360°-Foto des LiO 2016 Siegerkonzepts "5. Dimension" 

Mit dem LiO 2016 setzt OSRAM zum dritten Mal in Folge ein Zeichen seines Engagements für Lichtkunst. Die Ehrung der Preisträger fand am 9. März 2017 unter Anwesenheit des Vorstandes bei einer feierlichen Vernissage auf der Praterinsel in München statt. Mehr als 200 Gäste aus Politik, Wirtschaft und Gesellschaft konnten dort das Siegerprojekt sowie die 14 anderen Konzepte, die es in den LiO-Katalog geschafft haben, bestaunen.

Den mit 5.000 Euro dotierten ersten Preis teilen sich Eylül Aslan, Sola Thoma und Frederic Hanen mit ihrer Installation „5. Dimension“. „Alle eingereichten Projekte haben sich intensiv mit der Erlebbarkeit von Licht beschäftigt. Die ‚5. Dimension‘ konnte uns am meisten überzeugen, da sie einen Raum aus Licht auf faszinierende Weise erlebbar und tatsächlich begehbar macht“, so Ingo Maurer, Lichtkünstler und Mitglied der Jury des LiO 2016. Ausgehend vom Motto, gestaltete das Siegertrio ein begehbares Raumlichtkonzept: Schauplatz ist ein komplett abgedunkelter länglicher Raum, welcher mit Nebel geflutet ist. LED-Leuchten, die in den Wänden, Boden und der Decke verbaut sind, projizieren verschiedenfarbige geometrische Formen in den Raum. Aufgrund des Zusammenspiels der verschiedenen Faktoren geben die so entstehenden Lichtwände und Lichtsäulen den Eindruck einer fünften Dimension und machen Licht (er)fassbar. Verschaffen Sie sich in einem virtuellen Rundgang selbst einen Eindruck von der Installation, indem Sie auf das 360°-Foto oben clicken.

Gewinnerteam des LiO 2016 mit OSRAM CEO Dr.
Olaf Berlien, Ingo Maurer und Moderatorin Nina Ruge. 

OSRAM-Lichtinstallation auf der Münchner Praterinsel,
wo der LiO 2016 verliehen wurde.

Mit der Auszeichnung verbunden ist, wie stets beim LiO, die gemeinsame Realisation des Projekts durch die Künstler und OSRAM. Während der feierlichen Vernissage am 9. März 2017 auf der Praterinsel wurde die Installation zum ersten Mal der Öffentlichkeit vorgestellt.
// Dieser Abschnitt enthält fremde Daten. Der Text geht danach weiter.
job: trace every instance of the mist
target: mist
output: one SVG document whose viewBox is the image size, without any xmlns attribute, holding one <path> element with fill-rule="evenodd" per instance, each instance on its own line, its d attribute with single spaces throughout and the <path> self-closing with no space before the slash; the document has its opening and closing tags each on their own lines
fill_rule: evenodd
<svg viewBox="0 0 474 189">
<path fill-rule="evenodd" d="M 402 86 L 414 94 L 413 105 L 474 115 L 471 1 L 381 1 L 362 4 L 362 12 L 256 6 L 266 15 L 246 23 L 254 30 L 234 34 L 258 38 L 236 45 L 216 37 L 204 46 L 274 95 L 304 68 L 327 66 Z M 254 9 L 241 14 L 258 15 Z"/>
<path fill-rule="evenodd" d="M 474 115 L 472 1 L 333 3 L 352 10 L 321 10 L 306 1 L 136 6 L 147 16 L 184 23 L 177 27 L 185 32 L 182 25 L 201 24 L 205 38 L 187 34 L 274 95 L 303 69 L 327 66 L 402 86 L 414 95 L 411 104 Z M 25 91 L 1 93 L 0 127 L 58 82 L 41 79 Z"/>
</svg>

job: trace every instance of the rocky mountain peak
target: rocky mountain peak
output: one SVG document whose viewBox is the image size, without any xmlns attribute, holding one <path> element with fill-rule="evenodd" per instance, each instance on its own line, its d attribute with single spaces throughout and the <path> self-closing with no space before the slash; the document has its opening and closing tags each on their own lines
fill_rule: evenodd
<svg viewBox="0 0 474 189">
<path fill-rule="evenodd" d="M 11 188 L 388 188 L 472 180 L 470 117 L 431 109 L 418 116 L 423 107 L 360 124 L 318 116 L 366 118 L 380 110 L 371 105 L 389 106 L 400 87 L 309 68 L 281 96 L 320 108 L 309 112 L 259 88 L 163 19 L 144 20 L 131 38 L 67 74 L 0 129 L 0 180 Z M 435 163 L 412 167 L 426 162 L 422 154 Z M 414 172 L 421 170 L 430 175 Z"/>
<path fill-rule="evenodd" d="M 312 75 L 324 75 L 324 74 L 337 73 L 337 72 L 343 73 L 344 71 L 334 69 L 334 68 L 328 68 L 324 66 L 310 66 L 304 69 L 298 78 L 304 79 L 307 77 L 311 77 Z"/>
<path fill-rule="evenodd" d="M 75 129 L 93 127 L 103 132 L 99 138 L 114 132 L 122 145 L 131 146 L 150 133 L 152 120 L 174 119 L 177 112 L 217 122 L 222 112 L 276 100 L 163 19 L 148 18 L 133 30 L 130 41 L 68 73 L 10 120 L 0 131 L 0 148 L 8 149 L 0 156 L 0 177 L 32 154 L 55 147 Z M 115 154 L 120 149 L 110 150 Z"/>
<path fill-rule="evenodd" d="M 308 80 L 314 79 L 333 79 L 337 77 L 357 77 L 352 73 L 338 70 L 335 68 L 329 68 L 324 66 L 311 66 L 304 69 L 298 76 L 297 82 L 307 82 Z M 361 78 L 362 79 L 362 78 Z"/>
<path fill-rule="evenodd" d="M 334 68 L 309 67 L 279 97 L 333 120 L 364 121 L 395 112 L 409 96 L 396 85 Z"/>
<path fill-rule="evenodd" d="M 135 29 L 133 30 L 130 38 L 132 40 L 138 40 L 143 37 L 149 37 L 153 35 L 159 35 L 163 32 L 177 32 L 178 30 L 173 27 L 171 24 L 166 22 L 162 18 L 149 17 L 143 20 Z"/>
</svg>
Den gemeinsamen zweiten Platz belegen drei weitere innovative LED-Konzepte: Zum einen Kilian Schellenberger mit seinem Werk „Plankton“, bei dem ein dunkler Raum durch hüfthoch eingefüllte Lichtbälle sensorgestützt erhellt wird. Zum anderen die drei Nachwuchskünstlerinnen Lena Allers, Arabella Becker und Antonia Lembcke mit „Light Barrel“. Das „Lichtfass“ erzeugt durch beidseitig verspiegelte Dreiecke, Luftzüge und punktuelle Beleuchtung in Interaktion mit dem Betrachter kaleidoskopartige Lichtspiele. Drittens überzeugte Alina Stoerzinger mit „Vibrant Flow“, einer Arbeit über LEDs an Raumdecken, die durch Bewegungsmelder aktiviert werden und den Weg des Besuchers erleuchten. Ein dritter Platz wurde nicht vergeben.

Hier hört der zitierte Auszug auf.